El clásico de 1946 de Frank Capra, Qué bello es vivir (It's a Wonderful Life en inglés), es una de las favoritas en esta época de Navidad. Fue una película que obtuvo criticas mixtas al estrenarse, pero que sin duda ha cautivado el corazón del público a través de los años.
Lo sorprendente de Qué bello es vivir es lo bien que se sostiene a lo largo de los años. Es una de esas películas sin edad, como Casablanca o El mago de Oz, que mejora con el tiempo. Algunas películas, incluso las buenas, solo deben verse una vez. Cuando sabemos cómo resultan, han entregado su misterio y su atractivo. Otras películas se pueden ver un número indefinido de veces. Como buena música, mejoran con familiaridad. Qué bello es vivir cae en la segunda categoría.
La historia se centra en George Bailey, interpretado de manera inolvidable por James Stewart, quien se ve obligado a abandonar progresivamente sus sueños de viajar por el mundo y la educación universitaria para quedarse en casa y cuidar el negocio de ahorros y préstamos de la familia Bailey. Su papá le dice: «Siento que de una manera pequeña estamos haciendo algo importante. Satisfacer un impulso fundamental. En lo profundo de la carrera, un hombre quiere tener su propio techo, paredes y chimenea».

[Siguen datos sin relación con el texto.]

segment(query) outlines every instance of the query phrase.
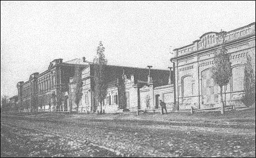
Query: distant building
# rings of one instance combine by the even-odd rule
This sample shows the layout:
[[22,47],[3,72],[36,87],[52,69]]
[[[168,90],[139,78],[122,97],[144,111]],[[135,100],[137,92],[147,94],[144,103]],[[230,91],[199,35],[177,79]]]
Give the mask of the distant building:
[[[223,32],[232,68],[232,76],[223,95],[228,104],[239,102],[243,95],[244,69],[248,55],[252,58],[255,73],[255,22]],[[214,53],[222,43],[218,34],[205,33],[192,44],[173,50],[175,56],[170,61],[175,71],[175,98],[180,110],[218,106],[220,90],[212,72]]]
[[44,72],[34,73],[28,81],[19,82],[17,84],[19,109],[66,108],[68,98],[65,94],[69,91],[69,78],[74,75],[74,67],[82,69],[89,63],[84,57],[65,62],[62,59],[55,59]]
[[[102,106],[105,113],[134,111],[137,108],[145,109],[145,98],[142,97],[146,96],[144,94],[150,95],[150,106],[151,109],[154,108],[154,105],[158,103],[155,101],[155,99],[158,100],[160,95],[162,95],[163,91],[161,91],[161,89],[166,90],[165,100],[169,99],[170,103],[173,102],[174,95],[169,93],[173,86],[172,80],[169,78],[169,71],[151,69],[149,77],[149,70],[146,68],[107,65],[106,69],[107,71],[107,93]],[[79,111],[100,111],[100,104],[94,95],[93,64],[90,64],[89,67],[82,70],[82,73],[83,95]],[[75,80],[74,79],[71,78],[70,80],[69,106],[74,111],[77,105],[74,103]],[[154,90],[155,90],[155,94]]]

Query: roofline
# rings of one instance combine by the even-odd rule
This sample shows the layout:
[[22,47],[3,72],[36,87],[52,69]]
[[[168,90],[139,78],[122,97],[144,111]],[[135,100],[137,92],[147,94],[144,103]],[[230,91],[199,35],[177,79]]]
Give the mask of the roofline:
[[[249,36],[244,36],[244,37],[243,37],[243,38],[242,38],[241,39],[235,39],[233,40],[227,42],[227,43],[226,43],[226,44],[231,45],[231,44],[232,44],[232,43],[236,43],[236,42],[237,42],[239,41],[243,40],[250,39],[251,38],[253,38],[254,36],[255,37],[255,34],[254,34],[254,35],[249,35]],[[222,44],[219,44],[218,45],[214,45],[214,46],[213,46],[212,47],[209,47],[209,48],[206,48],[206,49],[201,49],[201,50],[197,50],[196,51],[192,52],[191,52],[190,53],[188,53],[188,54],[184,54],[184,55],[181,55],[181,56],[179,56],[179,57],[177,57],[171,58],[170,59],[170,61],[171,62],[172,62],[173,60],[177,59],[178,58],[184,58],[185,57],[189,56],[189,55],[193,55],[194,54],[195,54],[196,53],[200,53],[200,52],[205,52],[205,51],[208,51],[208,50],[210,50],[210,49],[216,49],[218,47],[221,46],[221,45],[222,45]],[[227,46],[227,45],[226,45],[226,47]]]
[[[242,26],[242,27],[240,27],[235,29],[234,29],[234,30],[231,30],[231,31],[225,31],[225,32],[227,34],[227,33],[229,33],[229,32],[230,32],[234,31],[236,31],[236,30],[239,30],[239,29],[242,29],[242,28],[243,28],[243,27],[246,27],[246,26],[249,26],[253,25],[255,25],[255,22],[251,22],[251,23],[250,23],[250,24],[248,24],[248,25],[245,25],[245,26]],[[208,34],[208,33],[210,33],[210,32],[219,33],[219,32],[213,32],[213,31],[208,32],[204,33],[203,35],[201,35],[201,36],[199,38],[199,39],[201,39],[201,38],[202,36],[203,36],[204,35],[205,35],[205,34]],[[173,51],[175,51],[175,50],[177,50],[177,49],[182,49],[182,48],[187,47],[188,47],[188,46],[190,46],[190,45],[192,45],[192,44],[194,43],[194,42],[196,41],[197,40],[200,40],[200,39],[197,39],[197,40],[194,41],[193,41],[193,43],[191,43],[191,44],[190,44],[186,45],[183,46],[183,47],[179,47],[179,48],[175,48],[175,49],[173,49]]]
[[[91,64],[94,64],[94,63],[90,63],[89,65]],[[114,66],[114,67],[125,67],[125,68],[138,68],[138,69],[149,69],[149,68],[141,68],[141,67],[128,67],[128,66],[116,66],[116,65],[110,65],[110,64],[106,64],[107,66]],[[168,68],[168,67],[167,67]],[[162,70],[162,71],[169,71],[169,70],[166,70],[164,69],[154,69],[154,68],[151,68],[151,70],[154,69],[154,70]]]

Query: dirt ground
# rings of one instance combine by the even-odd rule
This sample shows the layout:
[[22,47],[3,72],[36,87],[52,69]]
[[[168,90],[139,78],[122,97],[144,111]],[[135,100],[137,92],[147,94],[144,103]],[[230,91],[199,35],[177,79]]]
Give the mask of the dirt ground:
[[255,157],[255,108],[216,113],[1,115],[1,157]]

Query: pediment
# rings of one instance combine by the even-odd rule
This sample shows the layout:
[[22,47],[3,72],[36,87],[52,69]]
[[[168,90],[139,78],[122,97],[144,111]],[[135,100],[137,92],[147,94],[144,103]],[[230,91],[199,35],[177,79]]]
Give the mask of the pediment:
[[55,66],[55,62],[51,62],[51,63],[50,63],[50,65],[48,67],[48,69],[51,69]]
[[216,35],[218,34],[217,32],[208,32],[205,34],[204,34],[200,37],[200,39],[201,40],[203,39],[208,39],[210,37],[216,36]]

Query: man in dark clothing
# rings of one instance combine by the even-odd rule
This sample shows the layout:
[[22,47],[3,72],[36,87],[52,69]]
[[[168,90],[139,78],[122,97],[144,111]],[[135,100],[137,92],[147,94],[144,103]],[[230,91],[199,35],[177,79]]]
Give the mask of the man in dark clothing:
[[165,110],[165,113],[167,114],[167,109],[166,109],[166,104],[162,101],[161,100],[160,100],[160,105],[161,106],[161,108],[162,110],[162,114],[164,114],[164,109]]

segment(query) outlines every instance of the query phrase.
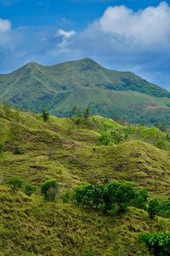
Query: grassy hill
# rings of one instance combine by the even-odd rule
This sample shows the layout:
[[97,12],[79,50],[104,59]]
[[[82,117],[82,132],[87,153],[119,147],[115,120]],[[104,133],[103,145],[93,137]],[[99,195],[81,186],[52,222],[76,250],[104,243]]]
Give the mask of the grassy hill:
[[[121,140],[118,142],[117,138]],[[128,136],[127,136],[128,135]],[[108,138],[105,146],[101,137]],[[0,255],[149,255],[138,236],[170,231],[170,220],[150,220],[128,207],[120,216],[75,206],[65,201],[80,184],[123,181],[146,189],[150,199],[169,197],[168,131],[122,126],[112,119],[50,116],[0,107]],[[14,154],[18,147],[24,154]],[[37,189],[27,196],[11,191],[6,182],[19,177]],[[54,178],[60,194],[44,201],[41,184]]]
[[91,114],[130,123],[170,125],[170,93],[129,72],[104,68],[90,59],[43,67],[31,62],[0,76],[0,101],[24,110],[47,108],[69,116],[76,105]]

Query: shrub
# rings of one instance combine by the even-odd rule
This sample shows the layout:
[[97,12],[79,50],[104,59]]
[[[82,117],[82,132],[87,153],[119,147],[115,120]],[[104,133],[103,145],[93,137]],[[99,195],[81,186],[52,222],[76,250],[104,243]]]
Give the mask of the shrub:
[[42,185],[42,195],[48,201],[54,201],[59,191],[59,184],[54,179],[48,180]]
[[148,192],[145,189],[140,189],[137,193],[137,196],[133,201],[133,206],[137,208],[146,210],[147,199]]
[[161,201],[159,215],[164,218],[170,218],[170,198]]
[[0,143],[0,153],[3,153],[4,151],[4,144]]
[[103,203],[102,185],[86,184],[76,189],[73,200],[76,205],[98,208]]
[[7,183],[13,190],[18,190],[21,189],[23,183],[24,182],[22,181],[22,179],[18,177],[11,177],[7,181]]
[[137,197],[136,190],[130,185],[112,183],[104,191],[105,210],[111,214],[124,212]]
[[27,195],[30,196],[31,195],[31,194],[33,194],[36,191],[36,188],[31,184],[25,183],[23,190]]
[[139,207],[144,207],[147,192],[138,193],[132,186],[116,182],[105,185],[86,184],[75,189],[73,200],[76,205],[102,209],[114,215],[125,212],[134,202]]
[[170,255],[170,234],[143,234],[139,236],[139,242],[145,244],[151,255]]
[[102,145],[108,146],[110,143],[110,137],[107,134],[103,134],[99,137],[99,143]]
[[20,148],[19,146],[15,146],[13,150],[13,153],[14,154],[24,154],[25,151],[22,148]]
[[156,199],[151,200],[149,202],[149,207],[148,207],[148,213],[150,215],[150,218],[153,219],[156,217],[156,215],[158,215],[159,210],[160,210],[159,201]]
[[46,109],[43,109],[42,111],[42,117],[44,122],[48,121],[48,119],[49,119],[49,113],[48,113],[48,111],[47,111]]
[[110,132],[111,139],[113,139],[116,144],[121,143],[126,141],[128,137],[128,134],[123,134],[122,131],[115,130]]

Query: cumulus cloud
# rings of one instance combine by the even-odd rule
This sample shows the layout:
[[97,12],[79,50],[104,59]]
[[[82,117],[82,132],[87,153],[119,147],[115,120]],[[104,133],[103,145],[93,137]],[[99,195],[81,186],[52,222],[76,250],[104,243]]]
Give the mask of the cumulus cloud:
[[62,24],[14,30],[6,22],[0,20],[0,73],[29,61],[50,65],[89,56],[170,89],[170,6],[165,2],[136,12],[110,6],[79,32],[61,29]]
[[65,38],[70,38],[76,35],[76,32],[74,30],[71,31],[65,31],[63,29],[59,29],[55,37],[62,36]]
[[161,3],[157,7],[133,12],[126,6],[109,7],[99,20],[106,33],[117,34],[131,43],[148,45],[169,44],[170,7]]
[[11,30],[11,22],[8,20],[0,19],[0,33],[4,33]]

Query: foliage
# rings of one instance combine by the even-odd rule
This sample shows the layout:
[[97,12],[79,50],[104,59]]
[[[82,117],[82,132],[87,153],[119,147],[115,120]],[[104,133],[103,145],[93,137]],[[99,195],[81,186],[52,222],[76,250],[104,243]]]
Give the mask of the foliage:
[[135,189],[128,184],[112,183],[104,190],[104,209],[109,213],[124,212],[137,197]]
[[128,137],[127,133],[123,133],[120,130],[115,130],[110,132],[110,137],[116,144],[126,141]]
[[138,192],[130,185],[116,182],[105,185],[86,184],[75,189],[73,200],[83,207],[102,209],[115,215],[124,212],[128,206],[144,208],[147,192]]
[[18,177],[11,177],[7,181],[7,184],[9,185],[12,190],[20,189],[22,188],[23,183],[23,180]]
[[154,199],[149,202],[148,207],[148,213],[150,215],[150,218],[153,219],[156,215],[159,214],[160,210],[160,202],[158,200]]
[[14,154],[24,154],[25,151],[22,148],[20,148],[20,147],[15,146],[14,150],[13,150],[13,153]]
[[54,201],[59,191],[59,184],[54,179],[48,180],[42,184],[42,195],[48,201]]
[[36,192],[36,188],[30,183],[25,183],[23,190],[27,195],[31,195],[31,194]]
[[170,218],[170,199],[151,200],[149,202],[148,212],[150,218],[154,218],[156,215]]
[[82,185],[75,189],[73,201],[76,205],[84,207],[99,208],[103,203],[103,185]]
[[99,143],[105,146],[108,146],[110,142],[110,137],[107,134],[102,134],[99,140]]
[[44,122],[48,121],[48,119],[49,119],[49,113],[48,113],[48,111],[46,110],[46,109],[42,109],[42,117]]
[[[75,102],[85,109],[90,101],[91,112],[96,114],[134,124],[141,123],[142,116],[146,124],[170,125],[167,90],[132,73],[109,71],[89,59],[50,67],[28,63],[1,75],[1,102],[4,96],[19,108],[36,113],[46,108],[57,116],[69,116]],[[6,109],[6,113],[10,119],[12,113]]]
[[170,255],[170,234],[156,233],[144,234],[139,236],[139,241],[144,242],[154,256]]
[[0,153],[3,153],[4,151],[4,144],[3,143],[0,143]]

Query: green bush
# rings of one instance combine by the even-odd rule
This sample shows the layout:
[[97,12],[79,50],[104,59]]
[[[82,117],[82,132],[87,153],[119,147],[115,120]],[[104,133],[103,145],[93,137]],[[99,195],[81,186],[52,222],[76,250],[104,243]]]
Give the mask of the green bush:
[[105,145],[105,146],[108,146],[110,142],[110,137],[107,134],[102,134],[99,140],[100,144]]
[[33,194],[36,191],[36,188],[34,186],[32,186],[31,184],[25,183],[23,190],[27,195],[30,196],[30,195],[31,195],[31,194]]
[[46,109],[43,109],[42,111],[42,117],[44,122],[48,121],[48,119],[49,119],[49,113],[48,113],[48,111],[46,110]]
[[124,212],[137,197],[136,190],[130,185],[112,183],[104,190],[105,211],[111,214]]
[[170,218],[170,198],[161,201],[159,216],[162,216],[163,218]]
[[23,180],[18,177],[11,177],[7,181],[7,184],[9,185],[13,190],[20,189],[23,183]]
[[86,184],[75,189],[73,201],[76,205],[98,208],[103,203],[102,185]]
[[144,243],[150,255],[169,256],[170,255],[170,234],[156,233],[143,234],[139,236],[139,242]]
[[124,134],[122,131],[115,130],[110,132],[110,137],[116,144],[126,141],[128,137],[128,134]]
[[98,208],[115,215],[125,212],[129,206],[144,208],[147,192],[138,192],[130,185],[116,182],[105,185],[86,184],[75,189],[73,201],[81,207]]
[[0,153],[3,153],[4,151],[4,144],[0,143]]
[[13,150],[13,153],[14,154],[24,154],[25,151],[22,148],[20,148],[19,146],[15,146]]
[[59,184],[54,179],[48,180],[42,185],[42,195],[48,201],[54,201],[59,191]]
[[156,215],[159,215],[160,207],[160,201],[156,199],[151,200],[149,202],[148,213],[150,219],[153,219]]
[[146,210],[147,199],[148,192],[145,189],[140,189],[137,192],[137,195],[133,202],[133,207]]

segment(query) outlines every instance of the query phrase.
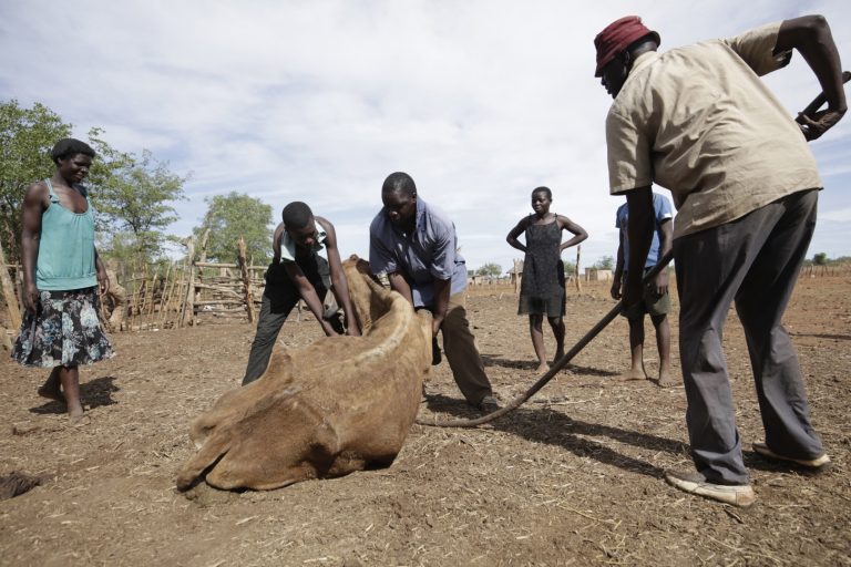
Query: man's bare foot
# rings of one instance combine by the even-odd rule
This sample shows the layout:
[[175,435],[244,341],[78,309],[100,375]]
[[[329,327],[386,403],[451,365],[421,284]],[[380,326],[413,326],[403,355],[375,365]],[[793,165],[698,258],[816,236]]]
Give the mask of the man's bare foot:
[[68,421],[71,425],[75,425],[80,423],[80,421],[85,417],[85,412],[83,411],[82,405],[76,405],[68,409]]
[[88,425],[91,423],[92,420],[89,417],[89,414],[86,413],[80,413],[80,414],[68,414],[68,424],[72,427],[79,427],[80,425]]
[[670,372],[667,370],[660,370],[659,371],[659,379],[656,381],[656,385],[659,388],[674,388],[677,384],[677,381],[674,380],[674,378],[670,375]]
[[39,395],[54,402],[65,403],[65,396],[62,394],[59,384],[51,384],[50,381],[39,388]]
[[617,379],[622,382],[629,382],[630,380],[647,380],[647,374],[640,368],[630,368]]

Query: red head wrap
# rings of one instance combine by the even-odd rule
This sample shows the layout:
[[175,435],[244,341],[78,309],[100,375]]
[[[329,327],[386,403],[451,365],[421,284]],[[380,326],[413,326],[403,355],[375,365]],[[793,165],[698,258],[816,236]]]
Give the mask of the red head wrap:
[[659,43],[659,34],[648,30],[637,16],[627,16],[609,23],[594,38],[594,47],[597,48],[597,70],[594,76],[601,76],[603,68],[630,43],[649,34],[653,34],[656,43]]

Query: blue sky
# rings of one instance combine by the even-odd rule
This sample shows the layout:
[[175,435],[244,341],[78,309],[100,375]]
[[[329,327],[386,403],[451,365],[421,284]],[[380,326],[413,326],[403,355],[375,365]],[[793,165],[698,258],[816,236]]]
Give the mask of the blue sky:
[[[470,268],[507,268],[532,188],[585,227],[583,265],[614,256],[594,35],[639,14],[662,51],[806,13],[828,18],[851,68],[851,2],[670,0],[4,0],[0,100],[41,102],[84,136],[151,150],[186,183],[172,231],[230,190],[305,200],[344,255],[368,252],[391,172],[455,221]],[[800,56],[766,78],[789,109],[820,91]],[[851,255],[851,118],[812,144],[826,190],[810,256]],[[662,189],[663,194],[668,192]],[[573,259],[575,252],[565,254]]]

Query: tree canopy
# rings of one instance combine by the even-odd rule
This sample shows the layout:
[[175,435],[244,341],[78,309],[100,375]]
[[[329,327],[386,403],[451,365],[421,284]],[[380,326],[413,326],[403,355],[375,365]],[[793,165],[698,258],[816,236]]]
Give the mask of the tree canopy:
[[106,155],[110,171],[102,178],[93,174],[92,179],[98,185],[92,200],[102,228],[129,238],[140,259],[154,259],[163,254],[165,229],[178,218],[172,203],[185,199],[186,179],[171,173],[167,164],[157,162],[146,150],[139,157],[117,152]]
[[475,270],[475,275],[485,278],[499,278],[502,276],[502,266],[499,264],[488,262]]
[[35,103],[23,109],[18,101],[0,103],[0,223],[9,261],[20,260],[21,204],[27,187],[53,175],[50,151],[71,135],[71,124]]
[[255,264],[271,259],[271,206],[248,195],[230,192],[204,199],[207,213],[194,229],[195,236],[207,235],[207,258],[223,262],[236,259],[236,243],[245,239],[246,254]]
[[[20,261],[24,192],[53,175],[50,151],[72,132],[72,124],[43,104],[25,109],[16,100],[0,103],[0,235],[12,264]],[[106,243],[102,251],[150,261],[163,254],[165,229],[177,218],[171,203],[183,198],[186,179],[168,172],[167,164],[147,151],[135,156],[113,148],[102,134],[101,128],[89,131],[88,143],[98,155],[85,181],[102,231],[99,241]],[[115,238],[120,246],[112,246]]]

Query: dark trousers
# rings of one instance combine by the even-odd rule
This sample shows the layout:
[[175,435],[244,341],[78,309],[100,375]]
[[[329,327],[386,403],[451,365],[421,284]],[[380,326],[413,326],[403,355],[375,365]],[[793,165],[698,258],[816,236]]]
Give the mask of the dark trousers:
[[[325,296],[331,287],[328,261],[314,254],[307,260],[299,261],[298,265],[316,289],[319,300],[325,301]],[[254,382],[266,372],[280,328],[300,299],[298,289],[287,276],[284,267],[275,264],[269,265],[269,269],[266,271],[266,289],[263,291],[260,316],[257,319],[257,332],[254,336],[254,342],[252,342],[252,352],[248,354],[243,385]]]
[[674,241],[686,423],[695,465],[709,480],[748,482],[721,350],[732,301],[745,329],[766,443],[796,458],[824,453],[810,423],[798,358],[780,324],[816,227],[817,204],[818,190],[794,193]]

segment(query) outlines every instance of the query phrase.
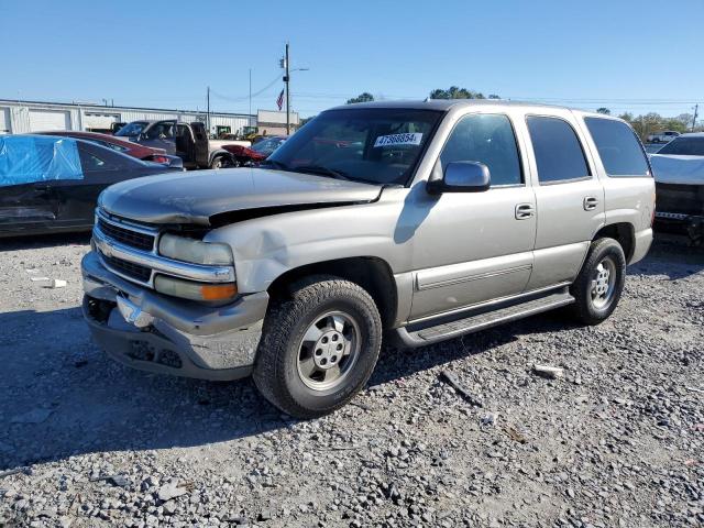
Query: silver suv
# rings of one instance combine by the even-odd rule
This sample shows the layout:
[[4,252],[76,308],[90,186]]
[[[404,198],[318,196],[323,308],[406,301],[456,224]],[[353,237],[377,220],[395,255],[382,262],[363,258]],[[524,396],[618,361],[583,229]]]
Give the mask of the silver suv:
[[616,308],[652,239],[654,185],[624,121],[503,101],[322,112],[261,166],[108,188],[84,312],[114,359],[253,374],[296,417],[349,402],[382,336],[408,346],[565,307]]

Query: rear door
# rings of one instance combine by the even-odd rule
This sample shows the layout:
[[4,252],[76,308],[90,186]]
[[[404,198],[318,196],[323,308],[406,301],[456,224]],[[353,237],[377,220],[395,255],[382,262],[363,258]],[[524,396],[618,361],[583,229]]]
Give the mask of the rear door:
[[422,219],[413,238],[417,272],[411,319],[520,294],[530,277],[536,201],[509,116],[460,118],[439,168],[451,162],[485,164],[491,188],[408,200],[415,208],[409,218]]
[[530,290],[576,277],[604,223],[604,189],[572,112],[527,114],[526,127],[538,209]]
[[176,155],[176,120],[169,119],[151,124],[142,133],[140,143],[154,148],[163,148],[167,154]]

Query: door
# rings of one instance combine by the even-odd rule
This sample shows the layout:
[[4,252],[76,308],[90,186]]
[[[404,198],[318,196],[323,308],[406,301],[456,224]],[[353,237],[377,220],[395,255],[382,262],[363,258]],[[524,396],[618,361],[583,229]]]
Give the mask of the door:
[[79,180],[58,182],[59,227],[90,227],[94,223],[98,195],[123,179],[134,177],[133,165],[141,163],[88,142],[77,142],[84,177]]
[[176,155],[176,120],[157,121],[150,124],[140,136],[140,144],[163,148],[167,154]]
[[[1,179],[1,178],[0,178]],[[0,231],[43,230],[58,216],[58,182],[3,186],[0,182]]]
[[528,289],[572,282],[604,223],[604,189],[576,133],[574,118],[527,116],[538,205],[534,273]]
[[63,110],[30,110],[30,131],[70,130],[70,117]]
[[490,189],[429,197],[416,186],[409,196],[417,222],[411,320],[520,294],[530,277],[536,200],[508,116],[462,117],[433,172],[460,161],[485,164]]

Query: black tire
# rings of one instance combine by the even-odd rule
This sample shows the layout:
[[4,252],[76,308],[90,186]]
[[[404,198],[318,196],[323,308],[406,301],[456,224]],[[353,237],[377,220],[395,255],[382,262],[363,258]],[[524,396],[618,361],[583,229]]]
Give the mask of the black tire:
[[[602,266],[600,268],[600,265]],[[595,292],[595,280],[600,271],[609,268],[608,277],[612,280],[602,277],[602,286],[606,288],[606,293],[598,295]],[[626,257],[620,244],[614,239],[603,238],[592,242],[586,260],[582,265],[582,270],[576,280],[570,286],[570,293],[576,299],[572,305],[571,311],[574,318],[584,324],[598,324],[613,314],[618,305],[620,295],[624,290],[624,282],[626,278]],[[606,284],[604,284],[606,283]]]
[[[307,330],[331,311],[355,321],[359,348],[338,386],[314,389],[300,373],[299,360],[305,353],[301,341]],[[254,365],[254,383],[284,413],[316,418],[342,407],[364,386],[376,365],[381,344],[382,321],[370,294],[339,277],[312,276],[295,284],[288,298],[272,300]]]

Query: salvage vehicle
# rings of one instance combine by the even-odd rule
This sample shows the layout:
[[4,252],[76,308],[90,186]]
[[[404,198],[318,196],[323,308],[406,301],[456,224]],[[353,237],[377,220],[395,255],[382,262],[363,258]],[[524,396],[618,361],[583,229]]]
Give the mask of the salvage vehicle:
[[656,228],[704,242],[704,132],[682,134],[650,156],[656,178]]
[[0,136],[0,238],[89,231],[111,184],[169,170],[94,142],[53,135]]
[[348,403],[382,336],[422,346],[546,310],[612,315],[652,240],[623,120],[505,101],[324,111],[258,167],[105,190],[84,315],[112,358],[253,374],[295,417]]
[[[34,132],[35,135],[63,135],[65,138],[76,138],[96,143],[113,151],[121,152],[128,156],[136,157],[144,162],[165,163],[167,165],[178,164],[180,158],[169,156],[164,148],[140,145],[132,141],[121,140],[114,135],[100,134],[98,132],[80,132],[75,130],[56,130],[52,132]],[[182,163],[183,166],[183,163]]]
[[664,130],[662,132],[656,132],[654,134],[649,134],[646,141],[648,143],[668,143],[680,135],[679,132],[674,130]]
[[252,146],[224,145],[223,148],[234,157],[234,166],[252,165],[271,156],[286,141],[285,135],[272,135]]
[[200,121],[182,123],[175,119],[132,121],[116,136],[127,138],[141,145],[163,148],[184,161],[187,168],[221,168],[234,165],[226,144],[246,144],[241,141],[208,140],[206,125]]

George Bailey se queda en casa. Y cuando empieza a dudar de todas sus decisiones y de su vida hasta entonces, se ve atrapado en una extraña experiencia casi mágica, en la cual puede ver otra realidad, una donde su comunidad alegre, sociable y de espíritu familiar está convertida en un lugar más duro, gris y triste como resultado de su ausencia. Ese sería el destino de todas las personas que conoce y quiere, y todo esto por una pequeña decisión que aparentemente afectaba grandemente a todo el pueblo.
Para mí, el momento más poderoso en la película es cuando George, borracho y desesperadamente agresivo en un bar, y enfrentado a la ruina y el procesamiento porque su tío Billy (Thomas Mitchell) ha perdido el dinero de la empresa, es golpeado en la cara por el marido de la maestra que se ve molesto por la impertinencia de George. Es una derrota brutal sin honor para el protagonista, un descenso espeluznante hacia la desesperación (temporal), antes de su redención.
También es una leve sorpresa, cada vez que veo la película, darme cuenta de que el ángel aprendiz Clarence (Henry Travers) realmente solo aparece en el último cuarto de la película, agarrando una copia de Tom Sawyer de Mark Twain. La fantasía o la fantasía de la existencia de Clarence no afecta en gran medida al tenor realista de la historia como un todo, lo cual es tan importante para que la audiencia haga sin problemas una inversión emocional en George y su familia, un desembolso del corazón que sucede en conjunto con la gente del pueblo que le confía sus ahorros.
Siempre es un placer ver esta película y que sin falta logra sacarme una lagrimilla de felicidad. Te llena de fe y de esperanza y de esa sensación de familia y amistad que va muy acorde en estas fechas decembrinas.